Charlie Sweatpants: The spring scenes are like watching a beginners acting workshop. Hey, what can you do with something that makes people bounce and punctures their skin? How about have Homer become a punching bag, Maggie a basketball (which Homer dribbles like a champ for some reason) and Moe and Lenny become stuck in a way that’s just gross enough to be weird but well short of gross enough to be funny.

Two glass eyes is okay, for throwaway lines that are surprisingly useful I go with "I want some taquitos", which you can use pretty much anytime there’s food.

Mad Jon: Yeah, not much in the way of usable material in this one. Or much of anything in this one, the only other line that makes me laugh is the "wide-spread de-shawling".

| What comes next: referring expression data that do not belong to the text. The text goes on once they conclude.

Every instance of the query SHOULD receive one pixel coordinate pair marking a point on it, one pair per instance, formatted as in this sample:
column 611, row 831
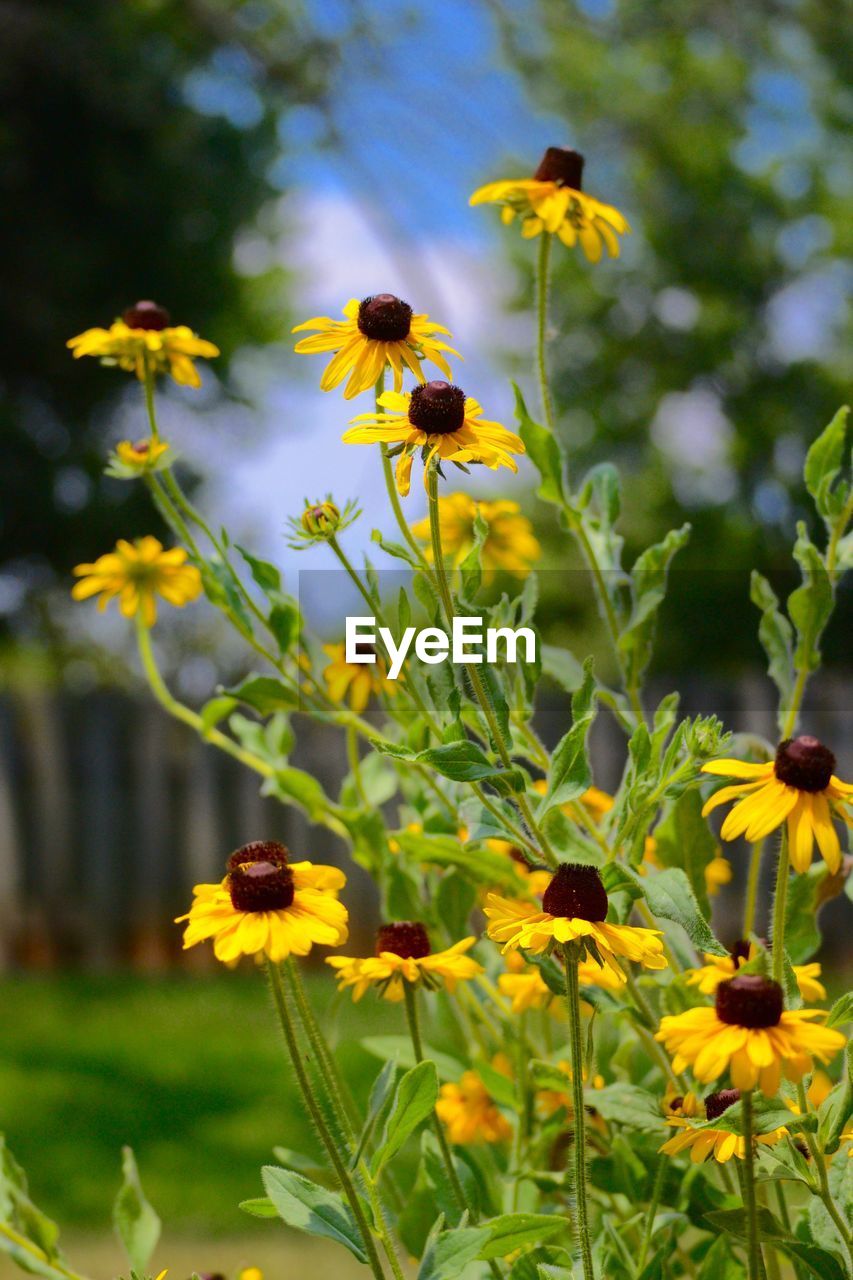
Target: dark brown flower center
column 259, row 851
column 437, row 408
column 384, row 316
column 146, row 315
column 749, row 1000
column 576, row 892
column 716, row 1104
column 804, row 763
column 406, row 938
column 260, row 887
column 561, row 165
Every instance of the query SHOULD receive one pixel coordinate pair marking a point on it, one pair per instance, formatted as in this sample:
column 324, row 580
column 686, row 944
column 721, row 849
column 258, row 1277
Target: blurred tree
column 719, row 129
column 113, row 187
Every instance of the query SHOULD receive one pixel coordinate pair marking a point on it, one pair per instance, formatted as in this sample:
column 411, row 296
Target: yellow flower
column 751, row 1033
column 379, row 332
column 574, row 910
column 442, row 421
column 509, row 545
column 469, row 1114
column 717, row 969
column 144, row 339
column 717, row 873
column 552, row 201
column 268, row 906
column 355, row 680
column 702, row 1143
column 799, row 787
column 404, row 956
column 135, row 572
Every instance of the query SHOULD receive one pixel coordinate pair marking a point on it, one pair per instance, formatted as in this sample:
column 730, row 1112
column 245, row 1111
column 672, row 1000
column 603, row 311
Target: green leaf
column 267, row 575
column 265, row 694
column 543, row 452
column 684, row 840
column 670, row 896
column 136, row 1223
column 512, row 1232
column 315, row 1210
column 414, row 1101
column 811, row 604
column 776, row 639
column 815, row 1261
column 648, row 589
column 447, row 1253
column 570, row 773
column 397, row 1048
column 824, row 464
column 465, row 762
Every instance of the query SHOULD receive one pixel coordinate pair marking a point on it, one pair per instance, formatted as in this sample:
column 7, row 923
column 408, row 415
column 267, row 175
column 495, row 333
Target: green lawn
column 190, row 1072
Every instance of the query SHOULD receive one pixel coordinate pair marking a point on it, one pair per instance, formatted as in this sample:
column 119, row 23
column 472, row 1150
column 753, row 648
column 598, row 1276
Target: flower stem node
column 146, row 315
column 576, row 892
column 751, row 1001
column 716, row 1104
column 437, row 407
column 405, row 938
column 384, row 318
column 804, row 763
column 561, row 165
column 261, row 887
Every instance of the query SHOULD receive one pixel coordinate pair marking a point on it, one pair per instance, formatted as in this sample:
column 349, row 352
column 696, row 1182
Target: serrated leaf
column 136, row 1223
column 315, row 1210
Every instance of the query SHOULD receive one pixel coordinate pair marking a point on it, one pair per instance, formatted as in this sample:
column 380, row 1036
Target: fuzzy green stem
column 575, row 1040
column 521, row 801
column 752, row 888
column 319, row 1120
column 185, row 714
column 753, row 1248
column 543, row 272
column 780, row 900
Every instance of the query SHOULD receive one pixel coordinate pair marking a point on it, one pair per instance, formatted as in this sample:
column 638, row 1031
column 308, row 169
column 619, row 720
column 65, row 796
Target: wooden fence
column 109, row 813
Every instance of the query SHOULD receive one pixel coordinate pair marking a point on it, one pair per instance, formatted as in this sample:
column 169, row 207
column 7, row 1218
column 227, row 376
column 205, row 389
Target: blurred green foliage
column 114, row 187
column 719, row 129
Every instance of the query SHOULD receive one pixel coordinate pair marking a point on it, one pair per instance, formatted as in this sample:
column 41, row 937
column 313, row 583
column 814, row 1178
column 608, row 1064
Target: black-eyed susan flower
column 443, row 423
column 404, row 955
column 378, row 333
column 129, row 460
column 798, row 787
column 552, row 201
column 702, row 1142
column 749, row 1033
column 574, row 909
column 355, row 681
column 717, row 969
column 144, row 342
column 468, row 1111
column 510, row 544
column 136, row 572
column 268, row 906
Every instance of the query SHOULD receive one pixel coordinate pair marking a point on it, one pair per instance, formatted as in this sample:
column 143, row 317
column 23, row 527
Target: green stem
column 319, row 1120
column 521, row 801
column 185, row 714
column 660, row 1176
column 824, row 1189
column 418, row 1046
column 752, row 888
column 780, row 899
column 575, row 1040
column 753, row 1251
column 543, row 270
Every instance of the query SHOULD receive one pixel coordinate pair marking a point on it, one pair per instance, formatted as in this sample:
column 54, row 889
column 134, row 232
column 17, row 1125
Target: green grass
column 191, row 1072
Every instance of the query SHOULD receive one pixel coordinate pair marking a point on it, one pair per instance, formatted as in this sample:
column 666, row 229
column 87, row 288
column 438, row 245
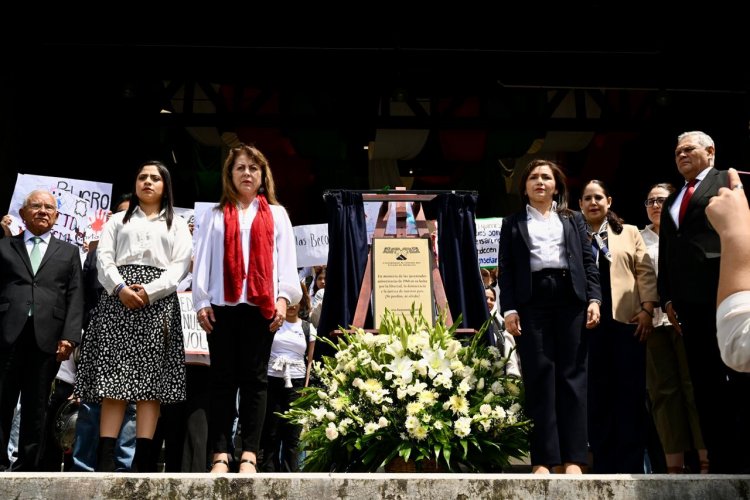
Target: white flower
column 418, row 342
column 452, row 349
column 331, row 431
column 411, row 422
column 419, row 433
column 457, row 404
column 416, row 388
column 318, row 413
column 435, row 361
column 395, row 349
column 427, row 398
column 402, row 367
column 370, row 385
column 414, row 407
column 462, row 426
column 499, row 413
column 494, row 352
column 464, row 387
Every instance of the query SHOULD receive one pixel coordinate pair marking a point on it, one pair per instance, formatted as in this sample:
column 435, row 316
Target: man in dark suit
column 41, row 311
column 689, row 256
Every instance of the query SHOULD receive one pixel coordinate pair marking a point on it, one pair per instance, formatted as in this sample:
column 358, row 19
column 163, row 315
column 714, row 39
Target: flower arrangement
column 413, row 391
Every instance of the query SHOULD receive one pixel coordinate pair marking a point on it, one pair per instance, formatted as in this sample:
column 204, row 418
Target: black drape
column 457, row 257
column 347, row 259
column 348, row 250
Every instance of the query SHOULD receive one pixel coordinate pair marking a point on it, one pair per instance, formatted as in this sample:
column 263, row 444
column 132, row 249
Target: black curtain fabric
column 347, row 259
column 457, row 257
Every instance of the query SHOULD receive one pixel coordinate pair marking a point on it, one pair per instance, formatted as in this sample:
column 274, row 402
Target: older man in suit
column 689, row 257
column 41, row 311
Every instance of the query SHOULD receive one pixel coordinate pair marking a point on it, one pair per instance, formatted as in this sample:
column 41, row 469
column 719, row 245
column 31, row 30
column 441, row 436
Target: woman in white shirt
column 244, row 277
column 134, row 349
column 667, row 375
column 288, row 371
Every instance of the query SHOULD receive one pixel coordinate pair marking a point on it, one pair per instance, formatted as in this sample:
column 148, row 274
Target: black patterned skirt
column 134, row 354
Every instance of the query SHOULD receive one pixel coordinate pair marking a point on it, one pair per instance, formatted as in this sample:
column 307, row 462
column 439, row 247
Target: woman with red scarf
column 244, row 277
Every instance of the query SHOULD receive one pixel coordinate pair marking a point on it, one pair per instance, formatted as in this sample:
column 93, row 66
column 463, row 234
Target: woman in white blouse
column 244, row 277
column 133, row 349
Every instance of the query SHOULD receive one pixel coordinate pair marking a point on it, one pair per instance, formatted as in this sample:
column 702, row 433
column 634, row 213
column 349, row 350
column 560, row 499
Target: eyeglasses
column 654, row 201
column 687, row 150
column 39, row 206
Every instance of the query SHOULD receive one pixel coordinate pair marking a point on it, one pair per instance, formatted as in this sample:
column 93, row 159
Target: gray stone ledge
column 301, row 486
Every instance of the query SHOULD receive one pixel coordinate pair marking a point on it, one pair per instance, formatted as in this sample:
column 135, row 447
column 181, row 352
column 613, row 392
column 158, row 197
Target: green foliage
column 413, row 391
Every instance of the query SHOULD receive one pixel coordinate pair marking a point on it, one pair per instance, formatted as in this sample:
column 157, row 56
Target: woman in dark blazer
column 549, row 286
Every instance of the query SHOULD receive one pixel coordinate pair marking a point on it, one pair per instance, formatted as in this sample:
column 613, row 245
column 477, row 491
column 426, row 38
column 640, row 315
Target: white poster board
column 82, row 205
column 312, row 245
column 194, row 336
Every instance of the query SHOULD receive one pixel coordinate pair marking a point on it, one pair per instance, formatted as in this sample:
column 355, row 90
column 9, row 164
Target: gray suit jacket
column 514, row 260
column 56, row 293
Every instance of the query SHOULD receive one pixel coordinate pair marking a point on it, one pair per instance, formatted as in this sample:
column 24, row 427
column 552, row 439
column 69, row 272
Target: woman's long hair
column 167, row 197
column 613, row 220
column 229, row 194
column 561, row 185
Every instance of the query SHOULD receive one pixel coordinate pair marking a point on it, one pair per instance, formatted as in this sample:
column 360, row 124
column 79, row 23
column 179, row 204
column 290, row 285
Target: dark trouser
column 52, row 456
column 553, row 346
column 617, row 399
column 184, row 426
column 240, row 346
column 24, row 367
column 280, row 441
column 721, row 394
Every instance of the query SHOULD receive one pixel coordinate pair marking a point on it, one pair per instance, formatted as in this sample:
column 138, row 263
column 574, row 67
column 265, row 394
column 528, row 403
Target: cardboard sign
column 488, row 239
column 194, row 336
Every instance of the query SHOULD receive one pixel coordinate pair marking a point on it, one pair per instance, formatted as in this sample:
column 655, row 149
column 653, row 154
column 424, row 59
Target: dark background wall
column 84, row 100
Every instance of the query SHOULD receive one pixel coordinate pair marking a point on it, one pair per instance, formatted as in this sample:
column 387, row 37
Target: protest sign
column 488, row 239
column 82, row 205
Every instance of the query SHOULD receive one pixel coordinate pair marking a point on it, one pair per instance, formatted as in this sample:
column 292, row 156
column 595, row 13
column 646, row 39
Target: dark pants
column 183, row 426
column 721, row 394
column 52, row 456
column 240, row 346
column 280, row 440
column 617, row 399
column 553, row 347
column 25, row 368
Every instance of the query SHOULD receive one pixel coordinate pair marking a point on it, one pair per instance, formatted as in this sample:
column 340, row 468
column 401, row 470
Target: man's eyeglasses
column 39, row 206
column 654, row 201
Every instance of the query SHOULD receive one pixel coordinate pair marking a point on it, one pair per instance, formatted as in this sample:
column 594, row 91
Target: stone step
column 79, row 486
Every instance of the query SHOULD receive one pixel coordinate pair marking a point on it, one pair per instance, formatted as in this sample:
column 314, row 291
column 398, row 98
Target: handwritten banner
column 488, row 239
column 82, row 206
column 312, row 245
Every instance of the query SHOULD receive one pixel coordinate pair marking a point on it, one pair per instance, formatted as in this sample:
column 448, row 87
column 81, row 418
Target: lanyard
column 600, row 246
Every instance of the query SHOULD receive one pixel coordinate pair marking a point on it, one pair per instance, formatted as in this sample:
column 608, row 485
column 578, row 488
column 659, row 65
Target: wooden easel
column 363, row 302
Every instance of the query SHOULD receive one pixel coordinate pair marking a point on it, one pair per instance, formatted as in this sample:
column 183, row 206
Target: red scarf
column 259, row 272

Charlie Sweatpants: Meh. That line too falls flat compared to "Old Money" when Grampa and Bea flirt, or when she says she has to keep her "good eye" on him, or when they describe the wool shawl as "active wear".

Mad Jon: Can’t argue with that.

Charlie Sweatpants: That’s my big problem with this one. Much of the okay stuff feels like leftovers from years previous, and in between that is crappy slapstick.

Mad Jon: The defamation of the old people still trumps that for me, but I guess that’s a personal preference.

Charlie Sweatpants: I guess it is, but it still can’t redeem the ending. I mean, Lisa, Burns, Smithers and a helicopter just materialize.

Mad Jon: Ha, the ending is even less of an ending than Mom and Pop Art.

  No redemption there.

Charlie Sweatpants: When the boat can’t even sink, it’s not a good sign.

  Season 23 off the port bow!

Mad Jon: I think I just spontaneously developed an ulcer.